I hope you have a great day!

"Snow and Ice: Taking the Sting Out of Winter's Worst
By addressing issues such as outsourcing, facility needs, levels of services now, managers can streamline responses to storms when winter comes

By Brian K. Birch Grounds Management<>   Article Use Policy<>

Face it: Snow is a pain. It is difficult to predict, and people affected by it do not care about the complexity that comes with managing it. As grounds managers and their departments bask in the glow of summer's sun, winter is slowly barreling toward them.

No matter how positive a manager feels about the department's snow management and planning process, success will depend on building on last year's efforts. The key to getting a head start is to perform a thorough assessment of requirements and desired outcomes, as well as to understand the way they affect the budget.

Assessing requirements is a major undertaking, so let's start with a three-part checklist, keep in mind this can be done whether the organization handles snow and ice management in-house, uses contractors, or employs both. The process can even help managers make the decision when to outsource more effectively over time.

Level of service

The first step is to assess and understand the items to consider related to the outcomes and expectations a manager desires during and after winter weather occurs, which is referred to as level of service (LOS). Managers need a description of the expected outcomes from the completed performance of snow and ice management services, including expectations for surface conditions in different scenarios.

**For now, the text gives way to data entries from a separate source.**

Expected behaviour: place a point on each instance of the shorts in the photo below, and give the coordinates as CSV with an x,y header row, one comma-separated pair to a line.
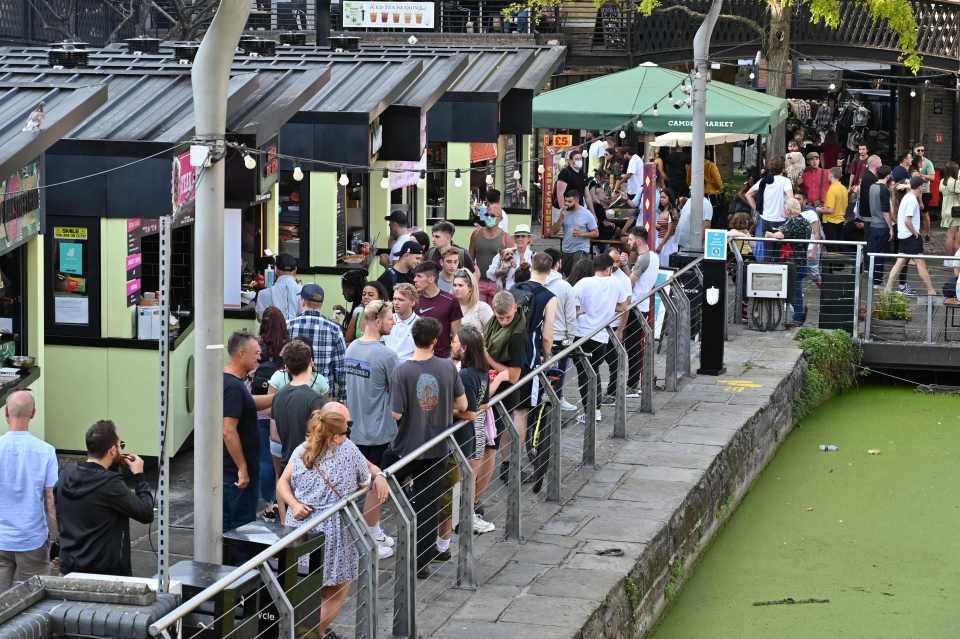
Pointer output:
x,y
374,453
911,246
450,479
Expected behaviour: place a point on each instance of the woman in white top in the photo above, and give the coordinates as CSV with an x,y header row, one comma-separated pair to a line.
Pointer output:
x,y
775,190
476,313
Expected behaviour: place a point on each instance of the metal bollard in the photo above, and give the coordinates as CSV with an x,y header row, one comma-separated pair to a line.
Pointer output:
x,y
620,410
405,564
513,525
466,562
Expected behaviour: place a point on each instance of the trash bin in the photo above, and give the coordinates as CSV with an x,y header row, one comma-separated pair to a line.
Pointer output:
x,y
837,293
299,569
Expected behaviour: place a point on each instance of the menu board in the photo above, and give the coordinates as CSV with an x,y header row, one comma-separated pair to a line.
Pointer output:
x,y
19,207
137,229
387,15
341,222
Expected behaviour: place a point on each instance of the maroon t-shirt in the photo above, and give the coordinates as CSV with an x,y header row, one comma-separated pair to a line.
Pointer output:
x,y
445,309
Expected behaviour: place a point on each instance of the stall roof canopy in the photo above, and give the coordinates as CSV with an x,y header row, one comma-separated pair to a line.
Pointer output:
x,y
156,105
63,105
612,101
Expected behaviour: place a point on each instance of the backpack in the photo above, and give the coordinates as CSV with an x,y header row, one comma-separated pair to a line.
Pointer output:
x,y
261,377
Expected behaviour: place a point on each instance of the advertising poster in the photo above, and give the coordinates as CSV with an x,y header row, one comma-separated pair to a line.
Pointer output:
x,y
387,15
19,207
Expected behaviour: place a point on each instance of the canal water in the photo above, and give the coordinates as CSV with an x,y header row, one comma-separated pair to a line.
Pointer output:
x,y
878,535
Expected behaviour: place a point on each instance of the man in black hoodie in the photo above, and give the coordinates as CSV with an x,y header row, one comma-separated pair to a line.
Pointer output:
x,y
94,506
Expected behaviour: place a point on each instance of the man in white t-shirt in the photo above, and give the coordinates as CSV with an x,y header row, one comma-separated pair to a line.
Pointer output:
x,y
908,235
683,224
643,277
399,229
621,261
599,299
776,188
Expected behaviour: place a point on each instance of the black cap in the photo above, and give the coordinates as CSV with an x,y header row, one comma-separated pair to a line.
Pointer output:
x,y
399,217
286,262
410,246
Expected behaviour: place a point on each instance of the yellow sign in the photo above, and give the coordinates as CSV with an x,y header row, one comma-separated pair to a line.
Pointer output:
x,y
739,385
70,232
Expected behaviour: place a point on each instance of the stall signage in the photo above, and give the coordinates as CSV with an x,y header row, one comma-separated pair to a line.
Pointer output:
x,y
387,15
183,179
269,166
70,232
20,207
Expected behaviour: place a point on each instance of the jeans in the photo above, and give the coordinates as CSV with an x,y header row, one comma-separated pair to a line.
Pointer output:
x,y
799,311
878,241
596,352
268,479
239,504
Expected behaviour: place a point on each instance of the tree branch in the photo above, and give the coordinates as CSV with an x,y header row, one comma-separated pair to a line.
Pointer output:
x,y
753,24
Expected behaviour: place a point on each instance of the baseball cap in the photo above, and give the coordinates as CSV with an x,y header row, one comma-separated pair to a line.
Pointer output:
x,y
397,216
312,292
410,246
286,262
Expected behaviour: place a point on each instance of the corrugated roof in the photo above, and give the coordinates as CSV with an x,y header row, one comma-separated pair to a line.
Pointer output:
x,y
63,105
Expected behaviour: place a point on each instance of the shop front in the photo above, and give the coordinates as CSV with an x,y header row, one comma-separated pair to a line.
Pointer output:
x,y
22,211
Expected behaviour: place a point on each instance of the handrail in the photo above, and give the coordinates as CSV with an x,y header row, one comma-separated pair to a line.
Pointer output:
x,y
159,626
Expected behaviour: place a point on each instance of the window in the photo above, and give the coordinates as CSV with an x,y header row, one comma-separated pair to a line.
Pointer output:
x,y
73,281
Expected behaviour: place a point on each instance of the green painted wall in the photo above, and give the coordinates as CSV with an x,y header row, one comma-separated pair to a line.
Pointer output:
x,y
458,199
34,298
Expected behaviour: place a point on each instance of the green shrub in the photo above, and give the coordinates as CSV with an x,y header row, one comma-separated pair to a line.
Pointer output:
x,y
832,364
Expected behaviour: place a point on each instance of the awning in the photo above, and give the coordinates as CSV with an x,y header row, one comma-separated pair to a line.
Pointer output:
x,y
686,139
618,99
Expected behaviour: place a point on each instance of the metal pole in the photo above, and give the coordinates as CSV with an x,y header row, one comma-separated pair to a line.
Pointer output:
x,y
163,491
866,328
856,292
210,78
701,54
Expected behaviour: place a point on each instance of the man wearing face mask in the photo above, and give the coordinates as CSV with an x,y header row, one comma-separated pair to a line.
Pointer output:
x,y
95,505
572,177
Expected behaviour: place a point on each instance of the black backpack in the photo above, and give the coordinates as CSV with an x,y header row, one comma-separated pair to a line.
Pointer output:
x,y
261,377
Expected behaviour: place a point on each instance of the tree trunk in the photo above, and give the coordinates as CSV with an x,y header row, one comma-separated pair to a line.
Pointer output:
x,y
778,65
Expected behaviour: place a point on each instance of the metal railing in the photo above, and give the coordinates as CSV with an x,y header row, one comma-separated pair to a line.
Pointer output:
x,y
906,307
824,284
282,605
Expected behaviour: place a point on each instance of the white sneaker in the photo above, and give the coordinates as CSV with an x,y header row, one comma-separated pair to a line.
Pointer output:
x,y
481,525
385,540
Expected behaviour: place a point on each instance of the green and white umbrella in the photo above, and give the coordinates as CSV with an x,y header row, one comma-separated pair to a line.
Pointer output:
x,y
636,94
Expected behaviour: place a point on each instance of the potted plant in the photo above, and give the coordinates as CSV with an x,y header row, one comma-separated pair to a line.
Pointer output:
x,y
891,314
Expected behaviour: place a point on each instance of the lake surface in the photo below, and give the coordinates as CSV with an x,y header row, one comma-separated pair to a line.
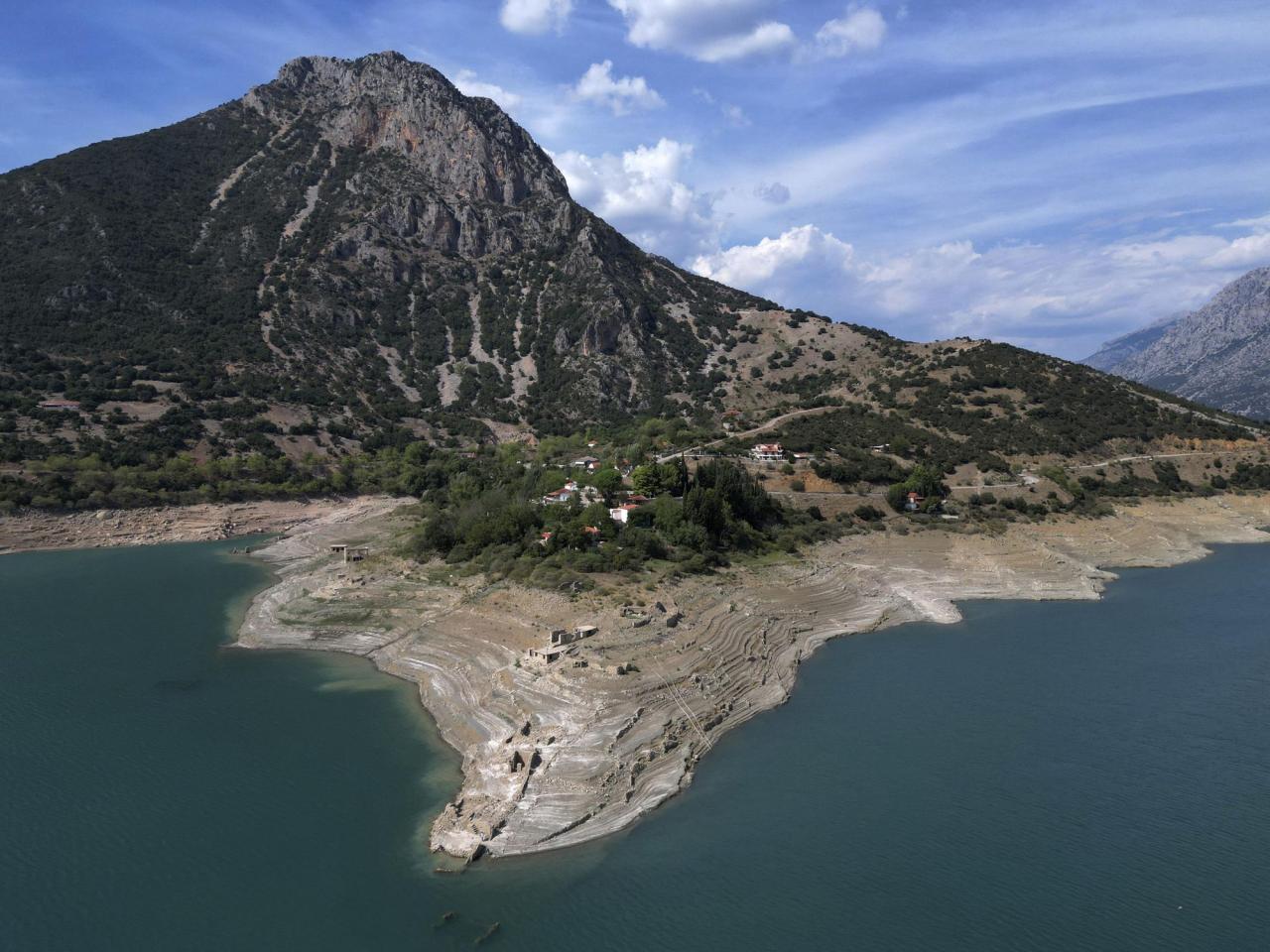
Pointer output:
x,y
1057,775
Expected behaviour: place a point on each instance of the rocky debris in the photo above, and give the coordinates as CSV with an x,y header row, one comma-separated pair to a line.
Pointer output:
x,y
561,756
206,522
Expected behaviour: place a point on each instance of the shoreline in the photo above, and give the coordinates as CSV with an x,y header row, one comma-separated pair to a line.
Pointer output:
x,y
36,531
559,756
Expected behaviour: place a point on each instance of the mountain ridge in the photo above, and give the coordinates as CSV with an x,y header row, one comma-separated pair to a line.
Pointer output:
x,y
1218,354
356,257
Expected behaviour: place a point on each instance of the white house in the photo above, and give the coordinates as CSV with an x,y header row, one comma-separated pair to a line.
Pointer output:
x,y
622,512
767,451
562,495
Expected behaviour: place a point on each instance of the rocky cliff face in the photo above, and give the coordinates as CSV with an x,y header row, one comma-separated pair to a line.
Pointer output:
x,y
361,238
1218,356
1120,349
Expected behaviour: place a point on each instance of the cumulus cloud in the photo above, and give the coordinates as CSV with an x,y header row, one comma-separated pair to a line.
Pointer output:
x,y
619,93
470,85
1065,298
711,31
731,113
642,191
763,40
535,16
862,28
772,191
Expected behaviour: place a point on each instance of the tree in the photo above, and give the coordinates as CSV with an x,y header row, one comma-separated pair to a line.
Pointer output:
x,y
659,479
607,481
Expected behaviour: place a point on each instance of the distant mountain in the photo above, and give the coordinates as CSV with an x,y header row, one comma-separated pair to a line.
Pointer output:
x,y
356,257
354,235
1218,354
1116,352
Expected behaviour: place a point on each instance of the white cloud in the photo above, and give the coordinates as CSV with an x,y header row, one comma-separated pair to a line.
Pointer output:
x,y
772,191
860,30
780,259
470,85
535,16
1065,298
763,40
1247,252
621,94
731,113
642,193
711,31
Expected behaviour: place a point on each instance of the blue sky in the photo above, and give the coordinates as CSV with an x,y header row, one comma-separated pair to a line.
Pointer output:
x,y
1048,175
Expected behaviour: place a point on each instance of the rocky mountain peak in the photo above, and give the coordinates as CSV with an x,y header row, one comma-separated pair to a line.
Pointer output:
x,y
1218,354
466,146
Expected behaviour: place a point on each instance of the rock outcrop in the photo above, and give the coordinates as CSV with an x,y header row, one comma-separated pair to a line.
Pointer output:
x,y
561,753
1218,354
344,209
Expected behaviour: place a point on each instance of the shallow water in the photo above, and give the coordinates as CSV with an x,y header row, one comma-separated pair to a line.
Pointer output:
x,y
1043,775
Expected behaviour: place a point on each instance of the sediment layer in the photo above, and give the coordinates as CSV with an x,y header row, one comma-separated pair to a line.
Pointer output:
x,y
33,531
556,754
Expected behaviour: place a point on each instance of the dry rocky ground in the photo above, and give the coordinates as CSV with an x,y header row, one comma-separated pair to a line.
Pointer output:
x,y
33,530
562,753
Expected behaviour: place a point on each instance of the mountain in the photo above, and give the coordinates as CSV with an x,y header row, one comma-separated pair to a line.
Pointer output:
x,y
358,223
1218,354
1120,349
357,257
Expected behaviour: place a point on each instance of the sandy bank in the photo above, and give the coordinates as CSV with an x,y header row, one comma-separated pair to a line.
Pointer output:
x,y
140,527
566,753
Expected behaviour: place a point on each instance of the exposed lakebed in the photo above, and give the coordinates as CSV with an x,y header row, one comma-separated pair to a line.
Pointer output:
x,y
1042,775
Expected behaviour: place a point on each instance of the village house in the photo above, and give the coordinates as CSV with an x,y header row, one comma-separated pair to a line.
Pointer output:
x,y
559,645
350,553
621,513
562,495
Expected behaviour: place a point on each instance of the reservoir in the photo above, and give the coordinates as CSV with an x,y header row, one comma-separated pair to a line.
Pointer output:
x,y
1043,775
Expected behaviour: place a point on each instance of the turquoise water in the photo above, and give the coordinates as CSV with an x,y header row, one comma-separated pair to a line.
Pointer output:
x,y
1058,775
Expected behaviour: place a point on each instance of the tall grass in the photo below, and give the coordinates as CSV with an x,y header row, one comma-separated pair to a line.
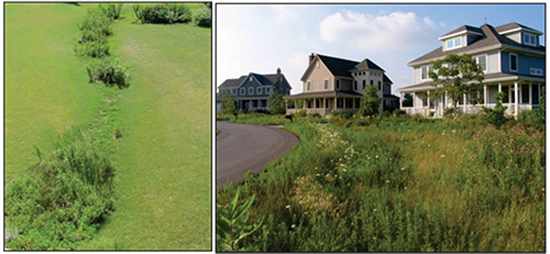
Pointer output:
x,y
402,186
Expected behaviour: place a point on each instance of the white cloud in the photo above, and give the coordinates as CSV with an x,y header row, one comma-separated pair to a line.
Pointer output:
x,y
283,13
402,31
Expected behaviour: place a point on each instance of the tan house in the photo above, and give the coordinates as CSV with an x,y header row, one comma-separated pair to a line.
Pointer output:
x,y
331,84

Avoid using phrases such as, "no snow or ice" or "zero tolerance," since that level of expectation is unachievable. Work through the LOS requirements with the leadership team so they are on board with expectations, and consider these items when outlining the LOS:

* clearly defined outcomes from snow services, such as sidewalks cleared or 80 percent parking spaces accessible

* definitions of accumulation triggers or thresholds, including when does the work commence and how much accumulation is acceptable in a given period

* extreme winter scenarios, such as major snow storms and ice storms

* completion times outlined for various scenarios, including general, loading dock deliveries and high-traffic times

* priorities identified and documented on site engineering plans and maps

* outlines of post-storm requirements, which can include hauling, stacking, mechanical melting, and roof shoveling

* decision-making power for additional services defined - if more resources are needed, who has authority.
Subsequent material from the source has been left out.